本申请涉及分布式存储技术领域,特别是涉及一种数据存储方法、装置、系统、设备和计算机非易失性可读存储介质。
数字化转型背景下,海量数据不断增长,分布式存储系统已经得到普遍应用。分布式存储系统通常包括主控服务器、存储服务器,以及多个客户端组成,其本质是将大量的文件,均匀分布到多个存储服务器上,具有高扩展性,高可靠性的特点。与此同时,分布式存储系统能够应用于多种场景,在商业化模式的推动下,对分布式存储系统的性能要求越来越高。
通常情况下,使用文件存储引擎作为分布式存储系统的后端存储引擎,文件存储引擎是通过文件系统对存储节点上的OSD(Object Storage Device,响应客户端请求返回具体数据的进程)数据进行管理。文件存储引擎技术应用成熟,但是文件存储引擎基于日志型文件系统的特点存在双写问题。为了保证数据的可靠性,文件存储引擎的一次写请求转化为两次写操作,先同步写入日志,然后异步写入数据到存储磁盘介质上,因此随着数据量增加,IO(Input/Output,输入/输出)压力增大时将导致存储系统性能严重下降。
目前技术中许多日志文件系统使用Nvme SSD(non-volatile memory-express solid-state drives,非易失性内存设备)作为存储日志设备,以提高存储IO性能。经过研究和市场应用发现,在海量小文件IO场景下,会出现存储IO性能波动大问题,因为将海量小文件数据块回写到持久化磁盘驱动器上的后端文件系统比写日志慢得多,并且NVMe SSD利用率极低,当出现小文件落盘回写到低速磁盘进行持久化存储,回写队列写满阻塞时,此时日志队列空闲,无法发挥Nvme SSD性能优势。
在研究优化领域中提出了一种块设备存储引擎,由于该存储引擎不依赖日志型文件系统,可以直接管理块设备,从而减少了日志双写性能下降的问题。但是在海量小文件数据场景下,块设备存储引擎需要依赖嵌入式键值存储器(RocksDB)对元数据和小块数据的管理。

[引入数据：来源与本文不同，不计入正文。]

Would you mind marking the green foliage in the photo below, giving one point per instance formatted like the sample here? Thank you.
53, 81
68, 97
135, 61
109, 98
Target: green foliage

用户写入的元数据和小块数据键值对,会先写入磁盘上的预写日志,然后再写入数据,因此RocksDB的日志写入方式同样会造成双写问题。
无论是文件存储引擎的日志型文件系统,还是块设备存储引擎的RocksDB数据库引擎,其原理都需要依赖通用的Linux访问接口进行数据的存储,因此
整个存储IO路径较长,即便使用高速存储介质设备,分布式存储系统仍然会存在较高的IO时延。
可见,如何减少存储系统IO时延,是本领域技术人员需要解决的问题。
发明内容
本申请实施例的目的是提供一种数据存储方法、装置、系统、设备和计算机非易失性可读存储介质,可以减少存储系统IO时延。
为解决上述技术问题,本申请实施例提供一种数据存储方法,包括:
在获取到IO数据时,按照设定的数据结构区以及设定的数据块粒度,将IO数据转换到内存中;其中,数据结构区包括用于存储元数据信息的第一区域、用于存储数据描述信息的第二区域、用于存储对象数据的第三区域以及日志区;
按照内存的字节粒度以及数据结构区存储的信息,将IO数据映射到内核缓冲区;其中,用户缓冲区和内核缓冲区共享一块映射数据;用户缓冲区为硬件存储设备上的缓冲区。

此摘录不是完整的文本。